Remotes: Are They a Thing of the Past?

Within the past few years, promotions, or outings, have been really hard to come by. If we really think about it, since the pandemic it’s been tough to talk a business into having a radio station on location to promote a sale or event. Years ago it was easy! Pitch your morning show, shirts, “swag,” this number of mentions on air and on social media. Badabing you have a remote. Now…people are watching their budget and telling us we don’t fit into the numbers this month. How do we get over that hurdle?

The ROI is key…relaying to the client how beneficial it is to be heard on air can be a tricky conversation. Of course, they want to know right away what they will get out of it. “How many people can you promise me will walk through our front doors?” I’ve heard this asked MANY times. You know, and, honestly, THEY know you can’t answer that! However, just as when you see a doctor, you want an answer right away about what’s wrong  and it better be the correct answer. The client wants an answer right away and it better fit into their expectation. What do you do now?

First of all, we need to be completely honest with ourselves. The remote itself is not going to do a thing for anyone. Long gone are the days where the jocks are celebrities and listeners were lining up to meet them. Wanna talk to someone on air? Find them on social media and you could have a conversation right now! How do we flip this? There needs to be a creative experience within the remote. 1-2 in the afternoon on a weekday is a waste of everyone’s time. What if the morning show did their actual show on location? I don’t know about you but even after being in radio for decades, I still think it’s cool to see other shows broadcast live from a business or event. Pitch the client a morning show on their turf.

Second, you need to know what you are going to give the client on air. Create a segment around the promotion. Clearly, you have to have a couple cut-ins every hour…but make them MORE than just a “We are live at Smith and Sons for their anniversary event!” Bring the owner on air and ask him some off the wall questions. Hell, make him part of your morning show for that break! Include him in your content. CATER to the client. Make him feel special.

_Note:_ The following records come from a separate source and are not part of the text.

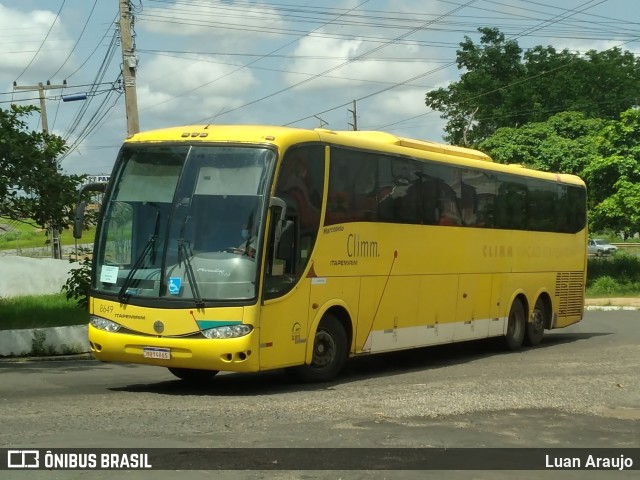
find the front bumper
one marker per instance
(232, 354)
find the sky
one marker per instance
(300, 63)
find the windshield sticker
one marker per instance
(109, 274)
(174, 285)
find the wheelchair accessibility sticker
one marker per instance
(175, 283)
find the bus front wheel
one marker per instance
(330, 352)
(516, 326)
(192, 375)
(535, 326)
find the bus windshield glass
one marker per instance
(184, 223)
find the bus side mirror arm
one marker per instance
(78, 220)
(278, 202)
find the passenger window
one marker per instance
(300, 184)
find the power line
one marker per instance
(43, 41)
(77, 41)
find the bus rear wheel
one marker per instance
(192, 375)
(535, 326)
(330, 352)
(516, 326)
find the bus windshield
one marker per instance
(184, 223)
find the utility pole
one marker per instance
(129, 65)
(54, 233)
(354, 113)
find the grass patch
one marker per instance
(614, 276)
(40, 311)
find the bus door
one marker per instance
(284, 323)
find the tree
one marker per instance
(615, 176)
(32, 185)
(605, 153)
(502, 87)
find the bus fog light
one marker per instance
(104, 324)
(231, 331)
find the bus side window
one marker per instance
(300, 184)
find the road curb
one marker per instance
(44, 342)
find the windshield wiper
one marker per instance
(185, 253)
(150, 247)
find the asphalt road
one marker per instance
(579, 389)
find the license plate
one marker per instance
(161, 353)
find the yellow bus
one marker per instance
(250, 248)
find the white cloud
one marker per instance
(23, 33)
(190, 89)
(217, 20)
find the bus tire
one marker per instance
(192, 375)
(516, 326)
(535, 325)
(330, 352)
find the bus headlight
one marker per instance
(104, 324)
(230, 331)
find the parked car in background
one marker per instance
(600, 247)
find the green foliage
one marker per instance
(605, 153)
(604, 286)
(622, 267)
(40, 311)
(502, 87)
(32, 184)
(79, 282)
(617, 275)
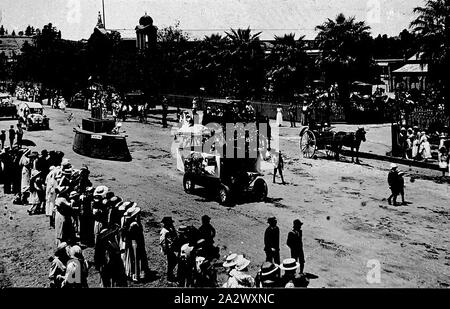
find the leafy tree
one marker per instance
(345, 45)
(246, 63)
(433, 28)
(287, 64)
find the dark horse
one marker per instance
(351, 140)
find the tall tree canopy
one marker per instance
(345, 45)
(433, 28)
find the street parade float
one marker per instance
(101, 138)
(201, 154)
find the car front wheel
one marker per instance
(260, 190)
(188, 184)
(224, 194)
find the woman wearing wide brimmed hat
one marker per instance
(63, 218)
(86, 218)
(290, 267)
(58, 265)
(77, 267)
(168, 243)
(239, 278)
(107, 259)
(50, 195)
(136, 266)
(295, 243)
(37, 193)
(114, 215)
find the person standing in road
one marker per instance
(164, 111)
(12, 136)
(3, 138)
(292, 113)
(167, 241)
(295, 243)
(278, 164)
(279, 119)
(394, 184)
(207, 232)
(272, 241)
(19, 134)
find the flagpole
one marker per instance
(103, 6)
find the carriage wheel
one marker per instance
(330, 152)
(308, 144)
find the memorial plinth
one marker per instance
(96, 140)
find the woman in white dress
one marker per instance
(424, 148)
(279, 120)
(50, 195)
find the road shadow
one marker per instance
(311, 276)
(436, 179)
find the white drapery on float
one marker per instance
(189, 141)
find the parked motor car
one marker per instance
(32, 116)
(228, 178)
(7, 107)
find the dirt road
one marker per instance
(347, 221)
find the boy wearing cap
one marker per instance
(63, 217)
(3, 138)
(272, 241)
(167, 241)
(268, 276)
(12, 136)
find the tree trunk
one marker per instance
(344, 98)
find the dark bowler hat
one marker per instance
(167, 220)
(124, 206)
(271, 219)
(268, 268)
(297, 222)
(109, 195)
(115, 200)
(289, 264)
(182, 228)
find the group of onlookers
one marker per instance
(28, 93)
(15, 137)
(396, 184)
(85, 216)
(194, 252)
(415, 145)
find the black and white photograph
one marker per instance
(252, 145)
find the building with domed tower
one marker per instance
(145, 33)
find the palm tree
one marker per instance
(245, 61)
(433, 28)
(340, 41)
(286, 64)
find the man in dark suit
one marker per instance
(272, 241)
(295, 243)
(394, 184)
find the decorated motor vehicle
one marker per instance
(198, 154)
(32, 116)
(7, 107)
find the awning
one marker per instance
(412, 68)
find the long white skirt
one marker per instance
(279, 120)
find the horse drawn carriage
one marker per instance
(323, 137)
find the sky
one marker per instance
(77, 18)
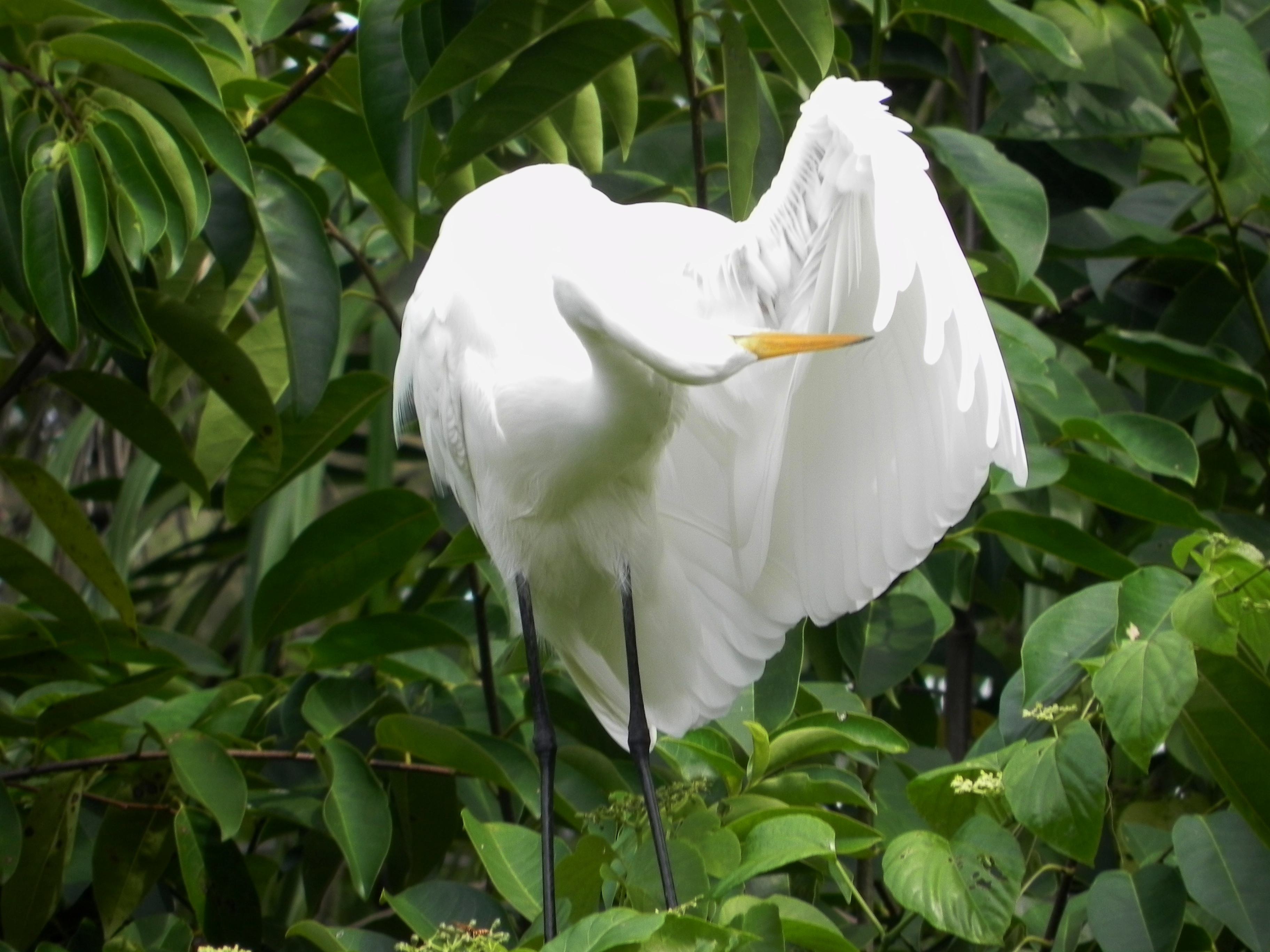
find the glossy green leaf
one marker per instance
(1236, 74)
(134, 414)
(1223, 866)
(741, 117)
(148, 49)
(306, 284)
(1075, 629)
(131, 852)
(1060, 539)
(220, 362)
(1156, 445)
(305, 442)
(1057, 789)
(1119, 489)
(366, 639)
(32, 894)
(539, 82)
(73, 531)
(1142, 689)
(1009, 198)
(1227, 720)
(1138, 913)
(966, 885)
(1216, 365)
(803, 33)
(84, 707)
(211, 777)
(341, 556)
(357, 815)
(46, 260)
(496, 35)
(1006, 21)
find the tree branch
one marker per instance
(382, 298)
(88, 763)
(300, 87)
(55, 94)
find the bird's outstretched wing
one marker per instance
(823, 478)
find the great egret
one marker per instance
(588, 381)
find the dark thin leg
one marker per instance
(639, 740)
(487, 678)
(545, 747)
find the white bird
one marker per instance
(587, 380)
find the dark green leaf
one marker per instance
(77, 536)
(305, 281)
(136, 417)
(341, 556)
(538, 83)
(1060, 539)
(356, 811)
(1140, 913)
(496, 35)
(46, 260)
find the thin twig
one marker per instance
(382, 298)
(88, 763)
(300, 87)
(55, 94)
(690, 80)
(17, 380)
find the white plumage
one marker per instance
(574, 370)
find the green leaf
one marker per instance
(1057, 789)
(135, 415)
(365, 639)
(967, 887)
(1142, 689)
(91, 202)
(86, 707)
(1006, 21)
(538, 83)
(211, 777)
(741, 115)
(220, 362)
(73, 531)
(1236, 74)
(1010, 200)
(1215, 365)
(305, 442)
(32, 894)
(46, 588)
(1075, 629)
(148, 49)
(341, 556)
(11, 836)
(357, 814)
(131, 852)
(45, 258)
(1223, 866)
(778, 842)
(1140, 913)
(1156, 445)
(496, 35)
(1119, 489)
(305, 280)
(802, 32)
(512, 856)
(1229, 723)
(1057, 537)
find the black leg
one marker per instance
(639, 740)
(545, 747)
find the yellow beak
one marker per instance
(770, 343)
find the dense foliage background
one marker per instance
(258, 687)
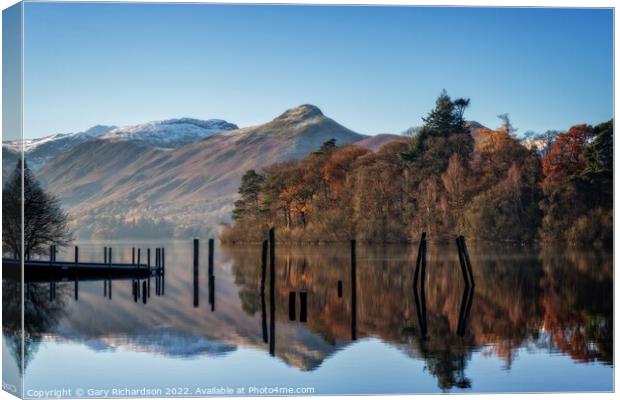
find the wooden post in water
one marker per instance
(75, 289)
(212, 292)
(303, 306)
(467, 261)
(462, 263)
(272, 292)
(163, 260)
(263, 267)
(418, 263)
(211, 250)
(353, 291)
(196, 275)
(423, 284)
(291, 306)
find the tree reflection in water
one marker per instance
(40, 315)
(523, 297)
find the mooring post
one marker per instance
(353, 291)
(459, 247)
(163, 260)
(418, 262)
(423, 283)
(467, 261)
(75, 272)
(196, 253)
(291, 306)
(272, 292)
(212, 292)
(196, 274)
(303, 306)
(211, 250)
(263, 267)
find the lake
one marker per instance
(538, 320)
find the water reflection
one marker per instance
(553, 300)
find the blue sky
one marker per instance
(373, 69)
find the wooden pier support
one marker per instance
(263, 267)
(303, 306)
(291, 306)
(353, 291)
(420, 275)
(211, 255)
(76, 258)
(272, 292)
(196, 274)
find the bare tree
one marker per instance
(45, 222)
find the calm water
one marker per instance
(536, 321)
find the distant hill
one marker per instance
(191, 187)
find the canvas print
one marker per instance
(250, 200)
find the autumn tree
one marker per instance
(248, 204)
(44, 221)
(577, 186)
(454, 182)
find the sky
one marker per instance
(373, 69)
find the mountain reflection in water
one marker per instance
(553, 300)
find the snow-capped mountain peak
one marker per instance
(171, 133)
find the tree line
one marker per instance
(447, 179)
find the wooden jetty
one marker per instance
(52, 269)
(35, 271)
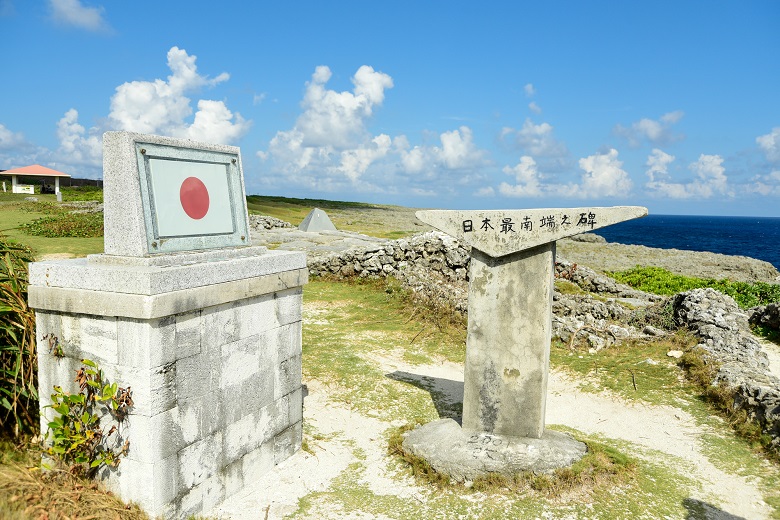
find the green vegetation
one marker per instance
(18, 358)
(81, 193)
(14, 215)
(27, 493)
(75, 435)
(637, 370)
(66, 224)
(660, 281)
(701, 372)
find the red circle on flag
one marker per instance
(194, 198)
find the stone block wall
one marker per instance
(210, 347)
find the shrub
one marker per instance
(660, 281)
(83, 225)
(18, 358)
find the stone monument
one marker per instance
(511, 284)
(317, 220)
(202, 327)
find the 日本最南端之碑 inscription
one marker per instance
(510, 307)
(498, 233)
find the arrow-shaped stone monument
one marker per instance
(508, 344)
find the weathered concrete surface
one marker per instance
(465, 455)
(502, 232)
(508, 342)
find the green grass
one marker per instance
(377, 322)
(13, 215)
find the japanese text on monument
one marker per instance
(548, 222)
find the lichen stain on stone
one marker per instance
(511, 372)
(480, 283)
(488, 398)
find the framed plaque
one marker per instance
(192, 198)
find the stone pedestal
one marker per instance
(210, 345)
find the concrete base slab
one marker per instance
(465, 455)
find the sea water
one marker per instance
(756, 237)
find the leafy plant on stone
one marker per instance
(76, 435)
(18, 358)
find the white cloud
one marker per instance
(603, 177)
(9, 139)
(710, 175)
(458, 150)
(74, 13)
(330, 146)
(710, 179)
(770, 144)
(162, 107)
(77, 146)
(338, 119)
(527, 179)
(537, 140)
(354, 163)
(486, 191)
(214, 123)
(765, 184)
(658, 164)
(655, 132)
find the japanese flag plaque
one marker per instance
(177, 195)
(511, 282)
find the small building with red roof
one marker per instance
(34, 170)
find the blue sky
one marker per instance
(666, 104)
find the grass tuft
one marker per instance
(26, 492)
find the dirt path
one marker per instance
(661, 433)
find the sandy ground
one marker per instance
(653, 429)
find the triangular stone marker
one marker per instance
(511, 282)
(317, 220)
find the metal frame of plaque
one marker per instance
(162, 171)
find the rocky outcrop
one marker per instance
(600, 312)
(724, 334)
(435, 266)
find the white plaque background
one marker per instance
(167, 177)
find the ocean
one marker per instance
(756, 237)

Finally, have GREAT communication with the client! Numerous times I’ve seen a jock show up for a remote and have the intern find the talking points for him. That’s uncalled for. The talent needs to introduce themselves, make it clear you are there for them, and every hour ask if there’s anything else that needs to be said or relayed.

When pitching a remote, all this needs to be communicated to the client. They need to understand this is what’s expected when your station has the opportunity to show the community what the client has to offer. The excitement of a show is a thousand times better than a remote. Oh and you don’t HAVE to do a four hour show…when I say “show” it can still be two or three hours. It’s still a show. Shoot breaks over to the station so those can air while you’re on your way back. The intern can break down the remote.

On-site broadcasts don’t have to be a thing of the past. You just have to get more creative with them now.